The conspiracy theorists claim that because Bigpond charges customers per Mb for both incoming and outgoing traffic, they really don't care if their customers are open-proxy spam relays because they'll be hit with a bill for the traffic "they've" used at the end of it. That's probably extreme, it's more than likely that they just don't care or have the technical/human resources to do anything about it...
pleasure of witnessing the worlds most anal retentive pedant in action.
No, the pedants are the idiots who tried to puff up their egos and appear "educated" through using the moronic pseudo-Latin pseudo-word "virii" and who just got those overinflated egos punctured.

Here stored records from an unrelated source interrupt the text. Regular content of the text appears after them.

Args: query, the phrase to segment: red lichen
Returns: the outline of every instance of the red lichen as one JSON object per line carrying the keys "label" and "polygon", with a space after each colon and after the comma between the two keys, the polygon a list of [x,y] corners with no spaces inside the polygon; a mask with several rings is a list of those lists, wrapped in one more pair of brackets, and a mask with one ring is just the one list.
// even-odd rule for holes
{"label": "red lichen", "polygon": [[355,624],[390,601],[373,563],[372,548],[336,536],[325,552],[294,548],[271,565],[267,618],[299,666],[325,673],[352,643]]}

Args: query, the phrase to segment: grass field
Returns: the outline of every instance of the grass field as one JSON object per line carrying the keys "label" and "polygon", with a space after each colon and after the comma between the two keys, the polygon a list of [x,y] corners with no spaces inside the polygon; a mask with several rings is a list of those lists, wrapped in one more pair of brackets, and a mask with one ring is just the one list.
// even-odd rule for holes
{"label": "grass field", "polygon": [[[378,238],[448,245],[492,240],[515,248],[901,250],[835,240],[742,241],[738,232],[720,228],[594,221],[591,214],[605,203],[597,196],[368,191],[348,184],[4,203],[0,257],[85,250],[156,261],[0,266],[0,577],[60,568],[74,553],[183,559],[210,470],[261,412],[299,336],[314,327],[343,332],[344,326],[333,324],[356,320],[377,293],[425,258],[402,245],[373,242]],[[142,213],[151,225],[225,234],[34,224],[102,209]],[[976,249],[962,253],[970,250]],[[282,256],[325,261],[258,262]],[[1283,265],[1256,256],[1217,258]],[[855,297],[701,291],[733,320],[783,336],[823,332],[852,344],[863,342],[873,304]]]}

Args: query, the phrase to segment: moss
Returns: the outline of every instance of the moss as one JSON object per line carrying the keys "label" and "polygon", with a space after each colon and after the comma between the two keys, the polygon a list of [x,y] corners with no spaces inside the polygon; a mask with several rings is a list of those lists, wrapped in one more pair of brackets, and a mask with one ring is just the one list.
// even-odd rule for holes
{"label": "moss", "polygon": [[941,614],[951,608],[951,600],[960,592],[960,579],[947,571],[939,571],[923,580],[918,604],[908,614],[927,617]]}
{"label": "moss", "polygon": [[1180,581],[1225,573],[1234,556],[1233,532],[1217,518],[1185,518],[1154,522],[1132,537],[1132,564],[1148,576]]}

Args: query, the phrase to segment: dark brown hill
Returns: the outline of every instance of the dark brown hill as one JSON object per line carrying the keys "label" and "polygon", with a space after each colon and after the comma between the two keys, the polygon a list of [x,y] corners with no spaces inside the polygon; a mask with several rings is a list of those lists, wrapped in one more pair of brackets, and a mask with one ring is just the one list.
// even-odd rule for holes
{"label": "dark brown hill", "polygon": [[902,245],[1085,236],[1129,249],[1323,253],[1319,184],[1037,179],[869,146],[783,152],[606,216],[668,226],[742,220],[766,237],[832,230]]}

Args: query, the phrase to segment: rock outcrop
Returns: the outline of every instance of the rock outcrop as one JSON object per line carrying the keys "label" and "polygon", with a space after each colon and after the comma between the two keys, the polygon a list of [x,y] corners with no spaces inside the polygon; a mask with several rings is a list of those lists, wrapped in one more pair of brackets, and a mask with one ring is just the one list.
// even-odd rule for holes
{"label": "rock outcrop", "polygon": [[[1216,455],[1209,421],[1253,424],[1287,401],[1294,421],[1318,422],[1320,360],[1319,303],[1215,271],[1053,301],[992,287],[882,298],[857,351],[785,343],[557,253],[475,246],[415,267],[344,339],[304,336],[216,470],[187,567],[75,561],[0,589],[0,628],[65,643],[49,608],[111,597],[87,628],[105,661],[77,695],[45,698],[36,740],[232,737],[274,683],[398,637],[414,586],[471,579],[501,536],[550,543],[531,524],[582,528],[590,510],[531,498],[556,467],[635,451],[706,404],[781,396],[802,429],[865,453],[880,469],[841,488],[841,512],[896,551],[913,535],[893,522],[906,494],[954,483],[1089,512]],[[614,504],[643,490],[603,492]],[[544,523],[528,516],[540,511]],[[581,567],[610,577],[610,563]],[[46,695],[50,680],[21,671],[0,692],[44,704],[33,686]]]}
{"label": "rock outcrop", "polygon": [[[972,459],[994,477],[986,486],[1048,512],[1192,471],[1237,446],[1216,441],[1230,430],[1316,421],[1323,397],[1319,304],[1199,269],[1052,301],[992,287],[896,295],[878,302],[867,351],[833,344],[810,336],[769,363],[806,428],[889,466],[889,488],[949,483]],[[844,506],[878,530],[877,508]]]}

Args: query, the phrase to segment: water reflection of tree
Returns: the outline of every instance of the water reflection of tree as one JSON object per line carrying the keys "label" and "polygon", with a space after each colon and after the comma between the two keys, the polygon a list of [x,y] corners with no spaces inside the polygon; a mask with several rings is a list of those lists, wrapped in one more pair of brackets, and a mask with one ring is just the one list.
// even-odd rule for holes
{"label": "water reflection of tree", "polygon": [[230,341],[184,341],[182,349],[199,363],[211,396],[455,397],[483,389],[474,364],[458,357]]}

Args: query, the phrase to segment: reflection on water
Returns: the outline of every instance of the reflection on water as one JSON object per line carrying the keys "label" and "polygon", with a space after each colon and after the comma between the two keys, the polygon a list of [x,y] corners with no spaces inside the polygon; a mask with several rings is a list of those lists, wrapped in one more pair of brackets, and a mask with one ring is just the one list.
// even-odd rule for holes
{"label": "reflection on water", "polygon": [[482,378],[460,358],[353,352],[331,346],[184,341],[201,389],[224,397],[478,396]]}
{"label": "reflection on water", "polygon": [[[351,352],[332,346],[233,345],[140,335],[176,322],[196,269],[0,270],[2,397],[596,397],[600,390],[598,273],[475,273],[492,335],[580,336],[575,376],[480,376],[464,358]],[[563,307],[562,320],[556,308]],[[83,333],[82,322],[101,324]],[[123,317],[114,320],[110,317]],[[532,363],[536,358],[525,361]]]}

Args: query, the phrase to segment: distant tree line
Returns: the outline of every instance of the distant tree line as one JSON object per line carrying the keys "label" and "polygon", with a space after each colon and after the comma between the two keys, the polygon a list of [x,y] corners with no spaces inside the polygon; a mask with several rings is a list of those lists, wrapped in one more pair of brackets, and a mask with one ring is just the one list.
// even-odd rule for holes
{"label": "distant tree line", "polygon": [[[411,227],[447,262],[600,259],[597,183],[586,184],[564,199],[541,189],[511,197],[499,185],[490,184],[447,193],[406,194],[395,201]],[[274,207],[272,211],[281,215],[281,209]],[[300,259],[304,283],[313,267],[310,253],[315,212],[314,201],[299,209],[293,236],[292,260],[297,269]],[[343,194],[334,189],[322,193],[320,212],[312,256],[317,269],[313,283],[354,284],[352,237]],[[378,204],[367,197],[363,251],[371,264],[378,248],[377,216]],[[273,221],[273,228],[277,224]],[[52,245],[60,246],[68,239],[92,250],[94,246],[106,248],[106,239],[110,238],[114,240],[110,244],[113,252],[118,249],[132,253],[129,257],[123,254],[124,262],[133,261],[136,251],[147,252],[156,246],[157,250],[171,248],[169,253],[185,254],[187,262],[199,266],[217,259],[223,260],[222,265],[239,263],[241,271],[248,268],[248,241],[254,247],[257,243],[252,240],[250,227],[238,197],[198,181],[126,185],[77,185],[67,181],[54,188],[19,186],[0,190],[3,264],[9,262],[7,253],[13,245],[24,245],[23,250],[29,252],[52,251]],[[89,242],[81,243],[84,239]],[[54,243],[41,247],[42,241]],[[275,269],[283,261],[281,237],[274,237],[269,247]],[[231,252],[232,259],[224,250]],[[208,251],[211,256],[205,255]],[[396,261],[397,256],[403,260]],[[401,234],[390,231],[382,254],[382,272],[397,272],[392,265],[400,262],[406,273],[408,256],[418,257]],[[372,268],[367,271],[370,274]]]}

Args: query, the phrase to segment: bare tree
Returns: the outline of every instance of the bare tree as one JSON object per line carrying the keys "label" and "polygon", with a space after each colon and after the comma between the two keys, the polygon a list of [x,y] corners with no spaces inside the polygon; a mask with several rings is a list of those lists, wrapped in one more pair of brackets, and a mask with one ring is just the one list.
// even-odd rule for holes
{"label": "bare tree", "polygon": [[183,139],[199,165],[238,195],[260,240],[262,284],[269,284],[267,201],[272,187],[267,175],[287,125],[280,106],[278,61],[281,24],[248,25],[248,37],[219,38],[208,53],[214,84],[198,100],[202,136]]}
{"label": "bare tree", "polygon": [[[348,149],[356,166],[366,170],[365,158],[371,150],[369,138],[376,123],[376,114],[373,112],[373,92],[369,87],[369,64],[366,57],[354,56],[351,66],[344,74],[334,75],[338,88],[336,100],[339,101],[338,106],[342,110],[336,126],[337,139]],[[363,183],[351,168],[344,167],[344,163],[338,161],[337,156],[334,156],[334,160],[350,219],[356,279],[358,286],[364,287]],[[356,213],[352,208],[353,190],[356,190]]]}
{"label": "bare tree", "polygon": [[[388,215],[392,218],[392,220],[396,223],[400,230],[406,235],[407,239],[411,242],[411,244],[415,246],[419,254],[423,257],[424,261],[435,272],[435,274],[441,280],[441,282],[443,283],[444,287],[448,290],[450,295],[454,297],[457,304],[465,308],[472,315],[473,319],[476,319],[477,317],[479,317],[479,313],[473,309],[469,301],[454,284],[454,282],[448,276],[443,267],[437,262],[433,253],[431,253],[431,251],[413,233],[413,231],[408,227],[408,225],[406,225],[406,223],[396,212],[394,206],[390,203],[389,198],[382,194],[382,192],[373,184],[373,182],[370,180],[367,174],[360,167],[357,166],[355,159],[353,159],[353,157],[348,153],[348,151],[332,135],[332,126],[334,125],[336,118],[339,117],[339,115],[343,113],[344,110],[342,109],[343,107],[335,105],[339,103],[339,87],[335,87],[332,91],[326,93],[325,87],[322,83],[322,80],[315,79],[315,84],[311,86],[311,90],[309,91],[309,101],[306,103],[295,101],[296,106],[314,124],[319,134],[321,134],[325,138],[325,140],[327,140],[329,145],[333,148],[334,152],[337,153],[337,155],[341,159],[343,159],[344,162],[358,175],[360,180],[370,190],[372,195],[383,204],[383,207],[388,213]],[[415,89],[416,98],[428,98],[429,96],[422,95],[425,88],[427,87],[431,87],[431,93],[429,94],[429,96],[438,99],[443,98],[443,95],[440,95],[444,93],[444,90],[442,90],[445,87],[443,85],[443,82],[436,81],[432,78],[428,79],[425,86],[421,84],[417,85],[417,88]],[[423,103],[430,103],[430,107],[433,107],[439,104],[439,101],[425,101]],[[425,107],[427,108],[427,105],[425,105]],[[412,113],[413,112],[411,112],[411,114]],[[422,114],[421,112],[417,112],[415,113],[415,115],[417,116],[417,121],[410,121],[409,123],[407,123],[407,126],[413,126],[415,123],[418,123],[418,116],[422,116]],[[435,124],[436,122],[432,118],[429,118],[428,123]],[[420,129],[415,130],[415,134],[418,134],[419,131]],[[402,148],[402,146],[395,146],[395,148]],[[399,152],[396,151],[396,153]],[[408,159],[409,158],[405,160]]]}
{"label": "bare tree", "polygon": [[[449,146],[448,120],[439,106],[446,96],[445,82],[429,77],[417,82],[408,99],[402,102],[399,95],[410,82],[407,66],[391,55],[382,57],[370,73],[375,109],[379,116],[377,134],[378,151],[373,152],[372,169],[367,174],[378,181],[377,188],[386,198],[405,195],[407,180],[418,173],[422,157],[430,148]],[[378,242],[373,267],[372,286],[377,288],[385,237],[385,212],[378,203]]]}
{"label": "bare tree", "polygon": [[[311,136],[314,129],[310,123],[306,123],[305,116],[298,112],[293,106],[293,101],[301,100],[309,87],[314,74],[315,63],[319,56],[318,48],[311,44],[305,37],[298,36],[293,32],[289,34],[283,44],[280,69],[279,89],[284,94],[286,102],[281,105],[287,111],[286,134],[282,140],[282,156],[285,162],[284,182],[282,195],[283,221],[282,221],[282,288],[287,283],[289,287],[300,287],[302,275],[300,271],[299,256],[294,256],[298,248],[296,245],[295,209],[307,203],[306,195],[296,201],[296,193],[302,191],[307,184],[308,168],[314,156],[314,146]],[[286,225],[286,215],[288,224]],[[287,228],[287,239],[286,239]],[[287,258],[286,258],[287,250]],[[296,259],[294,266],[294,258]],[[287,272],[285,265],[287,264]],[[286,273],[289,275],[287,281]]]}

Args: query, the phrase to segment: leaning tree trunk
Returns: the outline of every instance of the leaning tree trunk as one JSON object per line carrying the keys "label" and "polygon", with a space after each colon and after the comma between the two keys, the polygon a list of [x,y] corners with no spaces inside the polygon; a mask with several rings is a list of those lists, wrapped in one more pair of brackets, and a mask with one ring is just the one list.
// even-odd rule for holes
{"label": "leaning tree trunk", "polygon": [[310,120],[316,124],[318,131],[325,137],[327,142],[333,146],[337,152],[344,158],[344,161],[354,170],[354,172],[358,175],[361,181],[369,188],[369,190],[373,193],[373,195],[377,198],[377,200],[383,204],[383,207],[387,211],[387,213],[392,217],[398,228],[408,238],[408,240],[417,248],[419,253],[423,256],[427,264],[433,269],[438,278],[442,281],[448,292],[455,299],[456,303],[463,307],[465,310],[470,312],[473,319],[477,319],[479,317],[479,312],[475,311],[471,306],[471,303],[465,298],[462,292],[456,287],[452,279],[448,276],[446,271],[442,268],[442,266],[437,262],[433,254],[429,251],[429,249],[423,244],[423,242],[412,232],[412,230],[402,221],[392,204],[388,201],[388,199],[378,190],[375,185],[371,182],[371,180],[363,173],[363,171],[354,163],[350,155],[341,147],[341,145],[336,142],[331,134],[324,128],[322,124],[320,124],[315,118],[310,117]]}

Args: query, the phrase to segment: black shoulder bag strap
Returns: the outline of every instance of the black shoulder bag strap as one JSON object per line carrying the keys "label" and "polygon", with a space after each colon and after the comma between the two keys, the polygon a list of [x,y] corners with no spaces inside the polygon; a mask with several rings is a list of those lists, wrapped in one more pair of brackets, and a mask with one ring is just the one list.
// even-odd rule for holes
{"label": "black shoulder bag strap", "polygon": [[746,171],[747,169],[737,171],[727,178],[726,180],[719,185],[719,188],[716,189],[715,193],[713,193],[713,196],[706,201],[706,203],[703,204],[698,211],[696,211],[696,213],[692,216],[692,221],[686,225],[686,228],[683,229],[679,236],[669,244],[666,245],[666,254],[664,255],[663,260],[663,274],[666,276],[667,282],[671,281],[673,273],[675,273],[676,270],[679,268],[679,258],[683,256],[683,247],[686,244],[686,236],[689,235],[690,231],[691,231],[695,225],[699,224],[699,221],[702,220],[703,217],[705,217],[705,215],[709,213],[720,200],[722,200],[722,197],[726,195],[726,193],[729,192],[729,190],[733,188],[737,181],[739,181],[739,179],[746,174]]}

Hint: if you're going to spread on airs by using the "correct" word, at least take the trouble to get it right.
"Virii" indeed.
True. To me, this appears to be a way for BigPond to have some recourse in case a spammer decides to program his software to send 399 messages per 15minutes. There's no reason to expect it to be enforced very strictly, but like the rest of the AUP (at least the one from my ISP) it gives them some options in case there is "abuse".
The question arises as to whether or not this is intruding in on not only invasion of privacy, but also a restriction of a medium that (for all intents and purposes) is to be "unlimited and unbridled." Granted I hate spam as much as the next guy, but the thing that bothers me is, will this cause a cascading effect in which will cause further restrictions elsewhere? For instance, many ISPs block certain ports that have been deemed "in use by P2P applications." This I find insane. I don't care if this is a noble cause, it violates 2 things (at least what is acceptable here in America)... "Unlimited" Internet, and invasion of privacay via e-mail monitoring.
- Mr. S.R.
no this doesn't help at all. the spammer can use the work around like you say, so it can only hurt innocent people.
it shouldn't be about stupid arbitrary restrictions or conditions for all users, just about identification and elimination of offenders with no collateral damage.